I recall @imron once admonishing a new member, "If there's something you want to be able to do well, then practice doing that thing." 

I regularly admonish *everyone* to do this!  Train what you want to learn.

Posted

Over the past week I read Wei Hui's Marrying Buddha, in Dutch translation. (Yes, after I told others not to bother with Wei Hui.) Young writer goes to live in New York, gets in a relationship with a devastatingly handsome and charming and wise Japanese man, they have great sex. She returns to Shanghai, not sure where her relationship with the handsome Japanese man is going, meets a hot American guy and eventually has great sex with him as well.

 

It's all name-dropping (with my Manolo Blahniks and my Prada bag I went to Carnegie Hall and got drunk with Yo-Yo Ma) and 帅哥美女 and sex and lifestyle. That's the problem with Wei Hui: it's superficial, it doesn't appear to have any depth. Also her metaphors and comparisons are as plentiful as they are random. Apparently she sits on some literature forums, it would be interesting to hear her thoughts on literature.

 

However, I remain dedidated to seeing the good in works (at least two people thought it was worth publishing, after all, and many more thought it was worth buying and reading), and the value in Wei Hui et al. is that she is not Zhang Jie et al., and that she was of the very first generation to not have a difficult life with hard work and obligations and whatnot. Wei Hui is one of the first authors who wrote about the glitzy glamourous new China, where women go out to drink cocktails and find a man they find hot to take home and tear their tight silk qipao's, not because the money this man will pay them is the only thing that keeps them from starvation, but because they want to.

 

Also good: part of why Shanghai Baby caused such a stir was that Wei Hui slept with a foreign man (cue Chinese pearl-clutching/屌丝 insecurity). How to top that? Well, by sleeping with a Japanese man of course. (And another foreign man, just to keep everyone on their toes.) There was also a lot of Buddhism in this book, I have no idea whether that was (or is) considered shocking. Was talking with a Dutch friend the other day about how Dutch literature has an entire genre about coming to terms with departing from the religion (can be catholicism or protestantism) the author was raised with, and how that is just not a thing in China (or elsewhere?). Wei Hui alternates descriptions of hot sex and Prada bags with chapters on the peace and wisdom she finds in a Buddhist monastery.
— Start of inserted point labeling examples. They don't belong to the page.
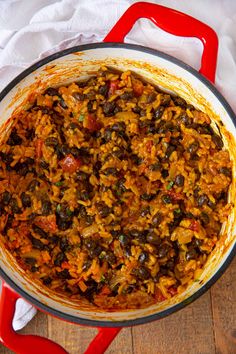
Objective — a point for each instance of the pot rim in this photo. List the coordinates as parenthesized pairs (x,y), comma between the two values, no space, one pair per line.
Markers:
(220,271)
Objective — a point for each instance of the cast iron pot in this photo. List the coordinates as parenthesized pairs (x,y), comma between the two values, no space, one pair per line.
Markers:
(165,71)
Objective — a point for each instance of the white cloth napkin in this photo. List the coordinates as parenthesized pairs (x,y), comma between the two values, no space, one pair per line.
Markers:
(30,30)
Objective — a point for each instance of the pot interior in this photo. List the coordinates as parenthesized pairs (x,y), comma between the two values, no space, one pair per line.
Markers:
(166,73)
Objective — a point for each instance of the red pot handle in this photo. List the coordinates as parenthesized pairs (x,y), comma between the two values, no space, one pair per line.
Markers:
(174,22)
(28,344)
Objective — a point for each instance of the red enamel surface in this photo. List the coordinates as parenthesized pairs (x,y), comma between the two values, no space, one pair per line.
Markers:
(174,22)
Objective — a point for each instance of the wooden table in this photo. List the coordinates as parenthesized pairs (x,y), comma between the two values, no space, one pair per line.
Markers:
(205,327)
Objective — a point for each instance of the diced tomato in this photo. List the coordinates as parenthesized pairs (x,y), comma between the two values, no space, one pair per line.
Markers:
(92,124)
(113,87)
(159,296)
(47,223)
(172,291)
(38,148)
(137,87)
(70,164)
(105,290)
(149,146)
(194,226)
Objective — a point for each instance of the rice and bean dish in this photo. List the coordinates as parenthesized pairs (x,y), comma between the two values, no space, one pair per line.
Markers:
(113,191)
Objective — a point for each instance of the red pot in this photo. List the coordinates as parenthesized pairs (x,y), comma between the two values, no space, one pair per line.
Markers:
(165,71)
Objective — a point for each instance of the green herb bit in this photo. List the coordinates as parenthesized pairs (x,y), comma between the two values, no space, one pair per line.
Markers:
(170,185)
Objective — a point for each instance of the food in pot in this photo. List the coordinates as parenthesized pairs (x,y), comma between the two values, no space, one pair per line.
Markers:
(113,191)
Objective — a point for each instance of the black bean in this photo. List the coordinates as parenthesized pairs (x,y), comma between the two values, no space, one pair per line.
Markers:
(7,158)
(47,280)
(164,173)
(30,260)
(179,180)
(166,198)
(192,254)
(82,176)
(32,185)
(136,109)
(87,264)
(108,108)
(127,251)
(159,112)
(40,231)
(217,141)
(140,236)
(169,151)
(64,274)
(51,141)
(78,96)
(204,217)
(25,199)
(51,91)
(145,211)
(165,100)
(110,171)
(156,219)
(75,152)
(153,238)
(14,206)
(142,273)
(103,90)
(14,138)
(46,207)
(110,258)
(73,125)
(37,244)
(6,197)
(60,258)
(151,97)
(94,252)
(127,95)
(107,134)
(226,171)
(143,257)
(163,250)
(147,197)
(202,199)
(124,239)
(178,101)
(170,264)
(83,195)
(103,209)
(155,166)
(193,148)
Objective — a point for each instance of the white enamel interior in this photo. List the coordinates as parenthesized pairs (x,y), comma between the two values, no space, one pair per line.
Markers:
(159,70)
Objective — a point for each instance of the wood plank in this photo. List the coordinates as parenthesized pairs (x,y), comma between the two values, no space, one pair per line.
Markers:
(188,331)
(75,339)
(224,311)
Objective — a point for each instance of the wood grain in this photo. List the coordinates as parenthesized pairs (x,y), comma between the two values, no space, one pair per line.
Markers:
(208,326)
(189,331)
(224,312)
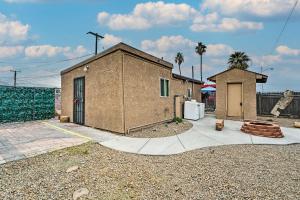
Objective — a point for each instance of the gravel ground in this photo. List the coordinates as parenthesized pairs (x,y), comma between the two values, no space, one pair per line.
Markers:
(226,172)
(284,122)
(162,130)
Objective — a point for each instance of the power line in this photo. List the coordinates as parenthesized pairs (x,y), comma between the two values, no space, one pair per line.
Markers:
(46,62)
(97,37)
(285,25)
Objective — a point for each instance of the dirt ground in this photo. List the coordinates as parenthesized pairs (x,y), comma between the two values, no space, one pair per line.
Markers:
(225,172)
(284,122)
(162,130)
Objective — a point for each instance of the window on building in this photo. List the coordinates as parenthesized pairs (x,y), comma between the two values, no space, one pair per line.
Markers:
(189,93)
(164,87)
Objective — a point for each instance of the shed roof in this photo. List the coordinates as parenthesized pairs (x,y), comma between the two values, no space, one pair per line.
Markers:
(260,78)
(184,78)
(126,48)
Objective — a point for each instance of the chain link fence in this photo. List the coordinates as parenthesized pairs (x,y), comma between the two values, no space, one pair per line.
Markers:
(19,104)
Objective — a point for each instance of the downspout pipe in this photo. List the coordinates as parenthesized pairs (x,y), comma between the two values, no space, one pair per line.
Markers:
(174,103)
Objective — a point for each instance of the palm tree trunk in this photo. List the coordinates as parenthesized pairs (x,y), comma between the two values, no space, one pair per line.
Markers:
(201,67)
(179,70)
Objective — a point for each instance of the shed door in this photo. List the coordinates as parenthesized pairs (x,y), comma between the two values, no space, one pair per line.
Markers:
(234,100)
(79,90)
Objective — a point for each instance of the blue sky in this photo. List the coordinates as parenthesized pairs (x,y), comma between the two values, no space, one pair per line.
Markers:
(37,35)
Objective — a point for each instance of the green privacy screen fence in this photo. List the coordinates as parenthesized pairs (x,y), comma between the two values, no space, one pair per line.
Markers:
(26,103)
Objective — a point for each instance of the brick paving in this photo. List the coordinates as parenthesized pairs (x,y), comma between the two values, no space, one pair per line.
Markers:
(23,140)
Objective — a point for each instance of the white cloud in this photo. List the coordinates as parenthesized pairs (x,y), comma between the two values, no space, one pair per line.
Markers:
(6,68)
(44,50)
(258,8)
(9,51)
(219,50)
(168,46)
(213,23)
(146,15)
(110,40)
(285,50)
(266,60)
(167,43)
(51,51)
(12,30)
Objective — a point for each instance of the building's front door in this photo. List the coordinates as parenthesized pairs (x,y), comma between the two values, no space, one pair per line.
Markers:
(234,100)
(79,98)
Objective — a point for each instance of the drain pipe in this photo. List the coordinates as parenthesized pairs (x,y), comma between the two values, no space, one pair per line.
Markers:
(174,103)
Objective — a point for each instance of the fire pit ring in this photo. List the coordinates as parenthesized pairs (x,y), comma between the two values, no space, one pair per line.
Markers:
(261,128)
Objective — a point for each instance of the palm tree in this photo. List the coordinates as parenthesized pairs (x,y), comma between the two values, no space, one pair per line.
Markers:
(238,60)
(179,59)
(200,50)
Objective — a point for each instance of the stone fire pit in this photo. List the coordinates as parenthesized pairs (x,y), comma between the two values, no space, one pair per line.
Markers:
(260,128)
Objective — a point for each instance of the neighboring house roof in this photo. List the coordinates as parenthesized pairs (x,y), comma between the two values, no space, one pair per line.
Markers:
(125,48)
(184,78)
(260,78)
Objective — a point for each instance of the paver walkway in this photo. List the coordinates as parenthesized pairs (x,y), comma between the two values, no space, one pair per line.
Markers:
(28,139)
(203,134)
(23,140)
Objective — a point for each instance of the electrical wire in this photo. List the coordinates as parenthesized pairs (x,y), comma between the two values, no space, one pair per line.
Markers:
(46,62)
(284,26)
(282,29)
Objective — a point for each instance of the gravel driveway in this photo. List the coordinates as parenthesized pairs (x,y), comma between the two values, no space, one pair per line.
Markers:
(224,172)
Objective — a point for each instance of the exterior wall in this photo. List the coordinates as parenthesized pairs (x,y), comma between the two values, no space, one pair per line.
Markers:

If you'd done that in the 1960s in the Netherlands (perhaps even if you'd do it now), that would have been a big deal.

 

Anyway. Perhaps Wei Hui is not such a waste of paper after all.

  • Like 1
Posted

Happy new year to everyone! My first lecture of 2018 is Tiny times 1.0, by Guo Jingming. It was mentioned in the Chinese chick lit thread, and I confirm it's an easy read and not too cheesy. 

I had never heard of this author, so I checked his Wikipedia page and I was surprised to read that he's been accused of plagiarism several times, and yet he's still a best seller among young adults. 

Tiny times seems to have a second part (Tiny times 2.0) but unless the second half of the book improves a lot, I'd say that the first book is more than enough to get to know his style.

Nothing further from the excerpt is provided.